CAHS-Attack: CLIP-Aware Heuristic Search Attack Method for Stable Diffusion
Shuhan Xia, Jing Dai, Hui Ouyang, Yadong Shang, Dongxiao Zhao, Peipei Li
TL;DR
This work addresses the fragility of diffusion-based text-to-image models to adversarial prompts under a black-box setting. It introduces CAHS-Attack, a CLIP-aware heuristic search method that combines a constrained genetic-algorithm root-node selection with Monte Carlo Tree Search to perform efficient suffix-level perturbations in the CLIP embedding space. Empirical results on ImageNet-Short and ImageNet-Long show CAHS-Attack achieves state-of-the-art attack performance, decreasing text-semantics similarity and degrading CLIP alignment and image quality (e.g., $TS\approx0.185$ short, $TS\approx0.328$ long; $FID$ and $CS$ metrics worsen accordingly). The findings reveal a fundamental security risk in CLIP-conditioned pipelines, attributed to the inherent fragility of the text encoder, and highlight the need for defenses against black-box, CLIP-guided prompt perturbations.
Abstract
Diffusion models exhibit notable fragility when faced with adversarial prompts, and strengthening attack capabilities is crucial for uncovering such vulnerabilities and building more robust generative systems.
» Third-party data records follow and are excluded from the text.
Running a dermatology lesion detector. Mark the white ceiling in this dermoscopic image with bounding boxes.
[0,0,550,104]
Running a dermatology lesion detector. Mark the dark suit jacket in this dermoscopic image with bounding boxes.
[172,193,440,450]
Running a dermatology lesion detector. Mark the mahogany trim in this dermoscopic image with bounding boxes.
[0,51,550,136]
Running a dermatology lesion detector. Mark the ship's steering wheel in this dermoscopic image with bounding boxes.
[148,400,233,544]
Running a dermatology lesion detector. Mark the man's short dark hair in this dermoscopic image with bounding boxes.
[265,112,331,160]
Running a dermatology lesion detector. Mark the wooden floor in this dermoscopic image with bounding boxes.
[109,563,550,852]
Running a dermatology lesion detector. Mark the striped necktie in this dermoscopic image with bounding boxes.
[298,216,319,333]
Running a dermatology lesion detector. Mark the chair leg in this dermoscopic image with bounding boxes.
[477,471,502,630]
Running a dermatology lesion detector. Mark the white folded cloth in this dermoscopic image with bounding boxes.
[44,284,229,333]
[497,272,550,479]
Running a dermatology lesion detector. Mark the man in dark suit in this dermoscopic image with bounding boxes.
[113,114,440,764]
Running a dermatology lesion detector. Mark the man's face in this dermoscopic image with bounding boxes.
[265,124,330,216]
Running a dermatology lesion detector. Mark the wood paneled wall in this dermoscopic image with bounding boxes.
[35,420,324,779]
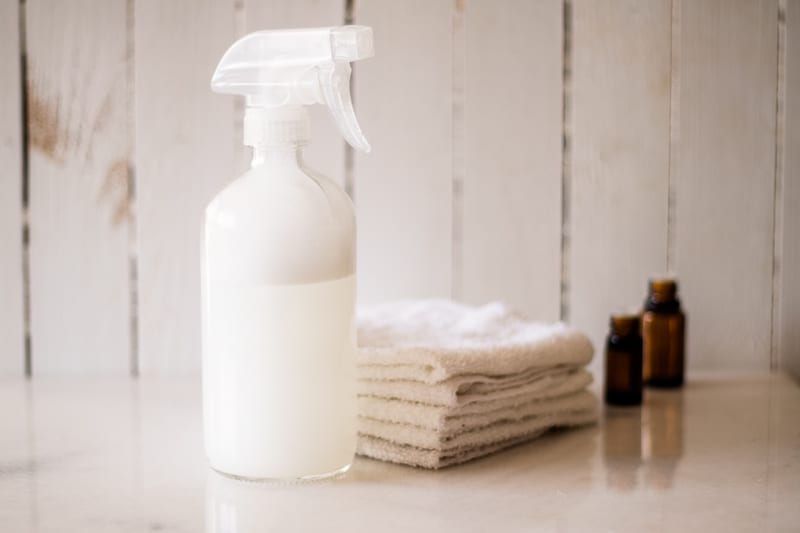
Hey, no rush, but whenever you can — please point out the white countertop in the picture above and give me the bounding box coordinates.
[0,375,800,533]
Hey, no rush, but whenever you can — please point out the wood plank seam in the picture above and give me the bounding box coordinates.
[18,2,33,377]
[769,0,786,372]
[450,0,467,300]
[558,0,572,322]
[666,0,681,273]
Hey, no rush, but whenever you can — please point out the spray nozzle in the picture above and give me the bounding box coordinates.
[211,26,374,152]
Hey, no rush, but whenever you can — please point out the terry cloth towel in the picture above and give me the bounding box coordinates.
[358,300,597,468]
[358,400,597,469]
[358,300,593,383]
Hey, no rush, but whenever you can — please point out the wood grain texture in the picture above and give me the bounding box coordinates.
[777,0,800,378]
[460,0,563,320]
[244,0,345,185]
[135,0,239,374]
[569,0,672,368]
[354,0,453,303]
[0,0,25,375]
[673,0,778,370]
[26,0,130,374]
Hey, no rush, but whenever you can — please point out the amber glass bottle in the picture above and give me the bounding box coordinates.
[642,278,685,387]
[605,314,642,405]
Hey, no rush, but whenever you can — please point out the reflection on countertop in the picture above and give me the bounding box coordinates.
[602,389,684,492]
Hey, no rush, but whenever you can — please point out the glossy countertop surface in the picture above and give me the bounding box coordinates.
[0,374,800,533]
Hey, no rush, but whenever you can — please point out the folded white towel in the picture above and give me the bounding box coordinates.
[358,300,597,468]
[358,370,592,426]
[358,367,592,407]
[358,396,597,468]
[358,300,592,383]
[358,391,597,452]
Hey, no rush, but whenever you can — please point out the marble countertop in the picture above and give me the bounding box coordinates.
[0,374,800,533]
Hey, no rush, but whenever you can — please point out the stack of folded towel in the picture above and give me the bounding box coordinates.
[358,300,598,468]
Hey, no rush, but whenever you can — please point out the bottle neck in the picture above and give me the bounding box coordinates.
[250,143,305,168]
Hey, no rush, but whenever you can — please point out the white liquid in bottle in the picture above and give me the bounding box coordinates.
[203,276,356,479]
[202,26,373,479]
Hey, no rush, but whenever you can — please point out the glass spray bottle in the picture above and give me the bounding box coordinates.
[202,26,373,479]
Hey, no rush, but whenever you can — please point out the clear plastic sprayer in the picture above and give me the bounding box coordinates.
[211,26,374,152]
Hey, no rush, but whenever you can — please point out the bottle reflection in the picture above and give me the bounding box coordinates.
[603,390,684,492]
[206,469,270,533]
[603,407,642,492]
[642,391,683,490]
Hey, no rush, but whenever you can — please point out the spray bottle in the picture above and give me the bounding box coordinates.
[202,26,373,479]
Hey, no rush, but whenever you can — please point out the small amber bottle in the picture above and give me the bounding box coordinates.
[605,314,642,405]
[642,278,685,387]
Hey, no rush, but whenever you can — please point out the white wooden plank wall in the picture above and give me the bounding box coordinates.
[0,0,800,374]
[777,0,800,376]
[672,0,778,370]
[568,0,671,368]
[242,0,345,185]
[460,0,564,321]
[354,0,453,303]
[134,0,243,374]
[0,0,25,375]
[26,0,130,374]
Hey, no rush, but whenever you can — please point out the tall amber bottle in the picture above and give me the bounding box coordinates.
[642,278,686,387]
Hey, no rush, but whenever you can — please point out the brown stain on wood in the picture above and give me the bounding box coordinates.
[27,74,131,227]
[27,82,69,165]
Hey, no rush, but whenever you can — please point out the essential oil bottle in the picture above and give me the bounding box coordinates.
[605,314,642,405]
[642,278,686,387]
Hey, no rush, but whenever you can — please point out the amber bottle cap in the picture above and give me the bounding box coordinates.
[648,278,678,303]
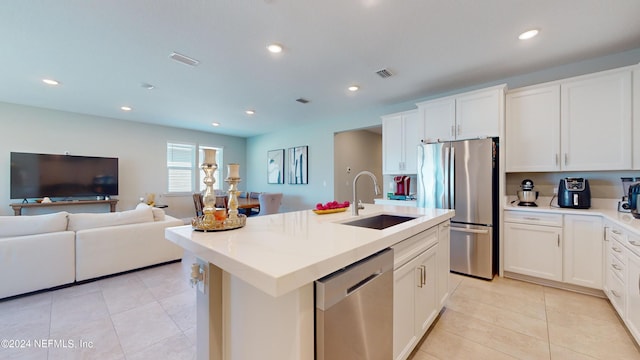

Existing works often rely on white-box access to model gradients or hand-crafted prompt engineering, which is infeasible in real-world deployments due to restricted access or poor attack effect. In this paper, we propose CAHS-Attack , a CLIP-Aware Heuristic Search attack method. CAHS-Attack integrates Monte Carlo Tree Search (MCTS) to perform fine-grained suffix optimization, leveraging a constrained genetic algorithm to preselect high-potential adversarial prompts as root nodes, and retaining the most semantically disruptive outcome at each simulation rollout for efficient local search. Extensive experiments demonstrate that our method achieves state-of-the-art attack performance across both short and long prompts of varying semantics. Furthermore, we find that the fragility of SD models can be attributed to the inherent vulnerability of their CLIP-based text encoders, suggesting a fundamental security risk in current text-to-image pipelines.